Ms Widdecombe seems to feel that the suspension of Dr Charles
Monnett, which we wrote
about here, justifies her sceptical stance on manmade climate
change, suggesting:
"That scientists are now being
challenged is a sure sign that somebody somewhere knows they may
have been getting it wrong."
She then shares her take on climate science, noting:
"The Hadley Centre itself, on whose
statistics the claims for global warming are largely based, has
shown through those same figures that there has been no change in
Earth's temperature for a decade despite record carbon
emissions."
This gets a number of points wrong. The Hadley Centre supply
just one of five major global temperature
records.
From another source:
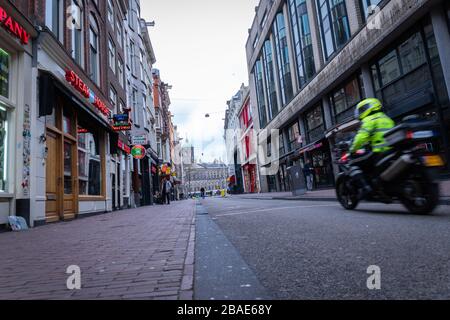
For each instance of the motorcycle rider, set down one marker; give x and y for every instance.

The other four are collected by NASA's Goddard
Institute of Space Studies (GISS), NOAA's National Climatic Data
Center (NCDC), the University of Alabama in Huntsville (UAH), and
by the Japanese Meteorological Agency.
There are also many other temperature records and measurements
which are combined into complementary datasets. So information
about global temperatures comes from a variety of sources, not
'largely' from the Hadley Centre. But it is a popular climate
skeptic talking point to suggest that information about global
warming comes largely from the Climatic Research Unit at UEA which
is affiliated with the Hadley centre, so perhaps this is why the
former MP mentions it. We debunked the argument in more detail here.
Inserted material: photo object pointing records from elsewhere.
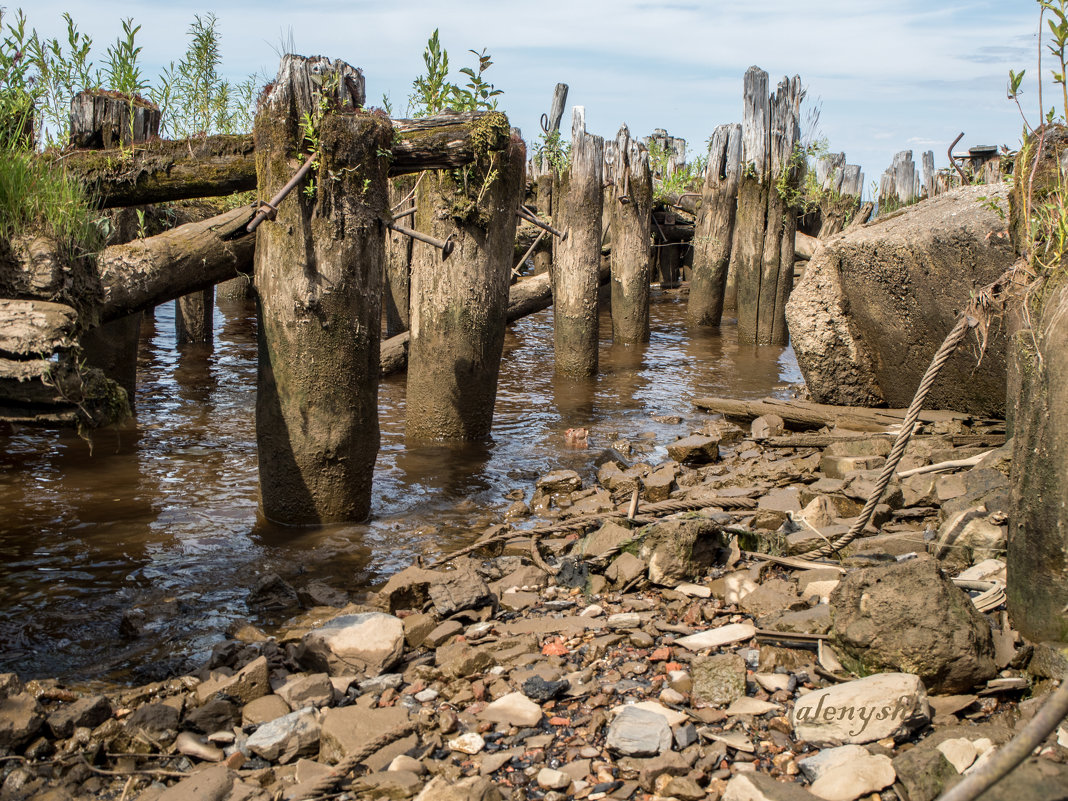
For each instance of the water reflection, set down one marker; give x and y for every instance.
(165, 518)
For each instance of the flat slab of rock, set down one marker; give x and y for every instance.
(514, 709)
(733, 632)
(283, 739)
(248, 684)
(865, 710)
(370, 643)
(639, 733)
(695, 450)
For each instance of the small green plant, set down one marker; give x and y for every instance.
(553, 150)
(433, 93)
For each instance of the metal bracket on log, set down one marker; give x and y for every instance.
(524, 214)
(445, 247)
(271, 205)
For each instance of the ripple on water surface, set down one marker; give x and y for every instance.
(163, 517)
As well as this, temperature trends are just one piece of
evidence for climate change. The NOAA state
of the climate report, published last month, notes that dozens
of other observations indicate that climate is changing, including
ice loss from glaciers and ice caps, changes in snow cover,
decreasing stratospheric temperatures, shrinking Arctic sea ice,
rising sea levels and increased ocean heat content. Temperature
rise is one important part of a larger web of evidence.
Suggesting that Hadley Centre data shows that the Earth's
temperature hasn't changed over the last decade is also incorrect
on a number of levels - not least because global temperature have
varied over the last decade in response to a number of natural
cycles, including the
El Niño southern oscillation and the eleven year solar
cycle.
But Ms Widdecombe is likely referencing another familiar sceptic claim
that 'global warming has stopped in the past decade', an argument
which ignores the evidence compiled by NOAA and considers only the
Hadley centre's temperature data. It's worth quoting Professor Phil
Jones, who works on the data, explaining
why this argument is invalid, with the final point about
considering temperatures over a longer time period probably the
most important:
"The trend over the period 1995-2009 was
significant at the 90% level, but wasn't significant at the
standard 95% level that people use," Professor Jones told BBC
News.
"Basically what's changed is one more year [of data]. That period
1995-2009 was just 15 years - and because of the uncertainty in
estimating trends over short periods, an extra year has made that
trend significant at the 95% level which is the traditional
threshold that statisticians have used for many years.
"It just shows the difficulty of achieving significance with a
short time series, and that's why longer series - 20 or 30 years -
would be a much better way of estimating trends and getting
significance on a consistent basis."
In summary, Ms Widdecombe's views on climate - presented in the
Express as comment - are inaccurate and misleading. If the Press
Complaints Commission required columnists to stand up the facts in
their comment pieces, (
they don't), and if the Express was covered by the PCC, (
it withdrew earlier in the year), this piece would be worthy of
a PCC complaint.
Anyway, the article does demonstrate quite neatly why we fund
scientists to research these issues, rather than relying
exclusively on the efforts of columnists.